Sam Marks comments on Race and Gender Bias As An Example of Unfaithful Chain of Thought in the Wild

Sam Marks 3 Jul 2025 19:23 UTC
27 points
3
It’s a bit tricky because it’s hard to cite specific evidence here, so I’ll just state my beliefs without trying to substantiate them much:
1. By default—i.e. when training models without special attention to their political orientations—I think frontier LLMs end up being pretty woke^[1].
2. There are lots of ways you can try to modify model’s political orientations, not all of which map cleanly onto the left-right axis (e.g. trying to make models more generally open-minded).

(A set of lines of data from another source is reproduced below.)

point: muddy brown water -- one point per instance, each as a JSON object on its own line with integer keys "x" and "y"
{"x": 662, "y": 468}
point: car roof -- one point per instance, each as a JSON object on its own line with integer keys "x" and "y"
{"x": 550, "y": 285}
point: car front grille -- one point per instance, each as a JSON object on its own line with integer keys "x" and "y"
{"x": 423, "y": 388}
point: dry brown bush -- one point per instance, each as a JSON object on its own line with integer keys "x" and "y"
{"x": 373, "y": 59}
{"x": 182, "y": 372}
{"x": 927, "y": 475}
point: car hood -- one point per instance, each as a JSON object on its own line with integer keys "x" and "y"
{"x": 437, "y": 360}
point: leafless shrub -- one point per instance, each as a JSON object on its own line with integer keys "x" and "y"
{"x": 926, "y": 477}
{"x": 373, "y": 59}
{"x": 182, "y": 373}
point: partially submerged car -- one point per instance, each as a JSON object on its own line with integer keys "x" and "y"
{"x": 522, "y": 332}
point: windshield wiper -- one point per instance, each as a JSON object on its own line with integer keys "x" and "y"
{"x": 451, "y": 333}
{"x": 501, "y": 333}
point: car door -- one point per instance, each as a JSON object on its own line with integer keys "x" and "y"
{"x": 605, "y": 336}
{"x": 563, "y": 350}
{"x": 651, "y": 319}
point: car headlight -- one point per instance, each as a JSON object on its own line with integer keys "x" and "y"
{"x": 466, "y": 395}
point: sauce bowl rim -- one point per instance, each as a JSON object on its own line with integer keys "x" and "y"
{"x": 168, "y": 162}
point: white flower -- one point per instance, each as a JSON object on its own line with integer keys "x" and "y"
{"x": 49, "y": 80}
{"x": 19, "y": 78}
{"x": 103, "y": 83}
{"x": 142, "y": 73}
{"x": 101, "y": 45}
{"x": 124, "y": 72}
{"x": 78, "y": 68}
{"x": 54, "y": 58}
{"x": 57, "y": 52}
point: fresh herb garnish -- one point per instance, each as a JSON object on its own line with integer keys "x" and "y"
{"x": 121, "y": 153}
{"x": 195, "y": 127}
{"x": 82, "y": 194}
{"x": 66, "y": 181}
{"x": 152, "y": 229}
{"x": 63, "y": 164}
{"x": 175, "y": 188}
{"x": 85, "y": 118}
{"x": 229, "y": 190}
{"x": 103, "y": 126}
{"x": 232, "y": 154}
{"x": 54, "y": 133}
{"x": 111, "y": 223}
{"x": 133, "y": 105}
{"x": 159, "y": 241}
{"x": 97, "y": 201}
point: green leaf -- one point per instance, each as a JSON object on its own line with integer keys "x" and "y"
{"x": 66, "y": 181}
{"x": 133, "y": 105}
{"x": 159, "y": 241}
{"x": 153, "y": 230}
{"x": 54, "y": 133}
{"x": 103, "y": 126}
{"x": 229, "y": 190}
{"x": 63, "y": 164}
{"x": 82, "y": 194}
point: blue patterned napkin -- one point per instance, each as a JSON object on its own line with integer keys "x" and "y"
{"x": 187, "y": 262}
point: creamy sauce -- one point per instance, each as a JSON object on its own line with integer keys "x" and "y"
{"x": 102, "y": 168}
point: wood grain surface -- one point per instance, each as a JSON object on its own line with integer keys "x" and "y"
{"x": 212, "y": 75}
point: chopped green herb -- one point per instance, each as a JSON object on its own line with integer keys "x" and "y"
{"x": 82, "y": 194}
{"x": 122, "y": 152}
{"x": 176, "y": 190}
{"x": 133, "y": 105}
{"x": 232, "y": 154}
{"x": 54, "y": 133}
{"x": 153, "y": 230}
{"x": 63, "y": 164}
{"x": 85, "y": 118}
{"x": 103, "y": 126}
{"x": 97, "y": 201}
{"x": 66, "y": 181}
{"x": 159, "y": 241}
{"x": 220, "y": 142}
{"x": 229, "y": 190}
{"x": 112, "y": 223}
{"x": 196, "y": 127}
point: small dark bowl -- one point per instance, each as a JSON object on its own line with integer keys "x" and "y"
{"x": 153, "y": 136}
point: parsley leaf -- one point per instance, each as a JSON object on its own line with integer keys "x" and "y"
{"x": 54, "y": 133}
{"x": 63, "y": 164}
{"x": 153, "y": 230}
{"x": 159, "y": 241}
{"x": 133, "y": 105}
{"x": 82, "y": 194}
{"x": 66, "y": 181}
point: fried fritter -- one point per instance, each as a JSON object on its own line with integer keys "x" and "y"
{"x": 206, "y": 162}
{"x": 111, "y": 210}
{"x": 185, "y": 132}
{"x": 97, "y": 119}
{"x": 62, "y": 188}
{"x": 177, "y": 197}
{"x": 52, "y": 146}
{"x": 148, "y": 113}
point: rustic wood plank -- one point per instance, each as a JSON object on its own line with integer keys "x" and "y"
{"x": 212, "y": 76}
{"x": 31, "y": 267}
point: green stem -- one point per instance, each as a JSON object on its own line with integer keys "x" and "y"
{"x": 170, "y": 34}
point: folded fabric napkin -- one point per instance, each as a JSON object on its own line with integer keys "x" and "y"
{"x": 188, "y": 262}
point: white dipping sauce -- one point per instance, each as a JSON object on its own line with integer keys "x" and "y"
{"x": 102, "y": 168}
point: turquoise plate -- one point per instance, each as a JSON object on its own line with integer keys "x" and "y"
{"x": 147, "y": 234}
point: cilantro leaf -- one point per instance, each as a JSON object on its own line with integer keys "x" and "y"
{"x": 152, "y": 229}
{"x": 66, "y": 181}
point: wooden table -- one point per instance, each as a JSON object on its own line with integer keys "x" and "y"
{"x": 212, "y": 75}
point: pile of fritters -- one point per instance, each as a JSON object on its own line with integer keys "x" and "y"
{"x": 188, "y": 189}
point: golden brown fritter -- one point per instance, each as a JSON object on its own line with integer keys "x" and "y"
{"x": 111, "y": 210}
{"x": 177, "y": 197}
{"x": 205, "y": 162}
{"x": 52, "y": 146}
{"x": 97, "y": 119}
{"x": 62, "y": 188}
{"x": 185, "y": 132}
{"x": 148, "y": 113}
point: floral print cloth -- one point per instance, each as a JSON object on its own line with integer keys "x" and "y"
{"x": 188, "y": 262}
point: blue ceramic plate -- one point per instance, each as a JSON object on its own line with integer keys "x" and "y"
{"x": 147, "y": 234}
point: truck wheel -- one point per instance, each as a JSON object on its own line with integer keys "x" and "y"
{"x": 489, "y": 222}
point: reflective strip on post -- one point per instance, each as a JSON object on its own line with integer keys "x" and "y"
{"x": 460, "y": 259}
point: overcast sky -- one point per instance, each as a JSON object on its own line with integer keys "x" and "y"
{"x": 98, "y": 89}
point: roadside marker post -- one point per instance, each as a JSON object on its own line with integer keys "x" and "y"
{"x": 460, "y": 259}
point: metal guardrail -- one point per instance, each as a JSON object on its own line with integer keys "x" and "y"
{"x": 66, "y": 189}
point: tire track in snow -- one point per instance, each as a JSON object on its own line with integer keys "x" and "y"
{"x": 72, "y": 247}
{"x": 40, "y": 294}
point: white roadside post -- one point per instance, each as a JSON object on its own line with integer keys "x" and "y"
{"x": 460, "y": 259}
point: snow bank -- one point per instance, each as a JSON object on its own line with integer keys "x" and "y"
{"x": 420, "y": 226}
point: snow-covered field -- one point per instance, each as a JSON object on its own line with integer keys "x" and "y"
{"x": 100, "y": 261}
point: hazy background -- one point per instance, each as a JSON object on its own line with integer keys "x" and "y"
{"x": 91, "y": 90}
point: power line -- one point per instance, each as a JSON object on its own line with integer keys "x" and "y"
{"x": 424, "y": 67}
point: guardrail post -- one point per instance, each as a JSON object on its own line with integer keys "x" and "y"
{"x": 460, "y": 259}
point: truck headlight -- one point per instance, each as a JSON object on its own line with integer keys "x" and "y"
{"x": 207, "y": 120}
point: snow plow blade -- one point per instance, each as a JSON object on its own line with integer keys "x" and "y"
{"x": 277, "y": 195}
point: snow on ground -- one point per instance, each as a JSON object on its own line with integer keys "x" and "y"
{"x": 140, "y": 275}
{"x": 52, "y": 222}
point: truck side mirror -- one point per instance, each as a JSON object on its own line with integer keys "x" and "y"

But if we were to naively map AI developers’ interventions onto a left-right axis, I would guess that the large majority of these interventions would push in the “stop being so leftist” direction.
  1. This is because (a) some companies (especially Google) have gotten a lot of flak for their AIs being really woke, (b) empirically I think that publicly available LLMs are less woke than they would be without interventions, and (c) the current political climate really doesn’t look kindly on woke AI.^[2]
3. Of course (2) is consistent with your belief that AI developers’ preferred level of bias is somewhere left of “totally neutral,” so long as developers’ preferred bias levels are further right than AI biases would be by default.
  1. I’m not very confident about this, but I’d weakly guess that if AI developers were good at hitting alignment targets, they would actually prefer for their AIs to be politically neutral. Given that developers likely expect to miss what they’re aiming for, I think it’s plausible that they’d rather miss in a left-leaning direction, meaning that they’d overall aim for slightly left-leaning AIs. But again, I’m not confident here and I find it plausible (~10% likely) that these days they’d overall aim for slightly right-leaning AIs.
TBC it’s possible I’m totally wrong about all this stuff, and no one should cite this comment as giving strong evidence about what Anthropic does. In particular, I was surprised that Rohin Shah—who I expect would know better than I would about common AI developer practices—reacted “disagree” to the claim that “The problem (race and gender bias) is one that labs have spent a substantial amount of effort to address.”
1. ^
  This is mostly an empirical observation, but I think a plausible mechanism might be something like: Educated people on the internet tend to be left-leaning, so when you train the model to write like an educated person, it also ends up inheriting left-leaning views.
2. ^
  It’s not clear how directly influential these media outlets are, but it might be interesting to read the right-wing coverage of our paper (Daily Wire, Washington Examiner).
- Nina Panickssery 5 Jul 2025 19:43 UTC
  6 points
  2
  Parent
  Educated people on the internet tend to be left-leaning, so when you train the model to write like an educated person, it also ends up inheriting left-leaning views
  I think it’s not just this, probably the other traits promoted in post-training (e.g. harmlessness training) are also correlated with left-leaning content on the internet.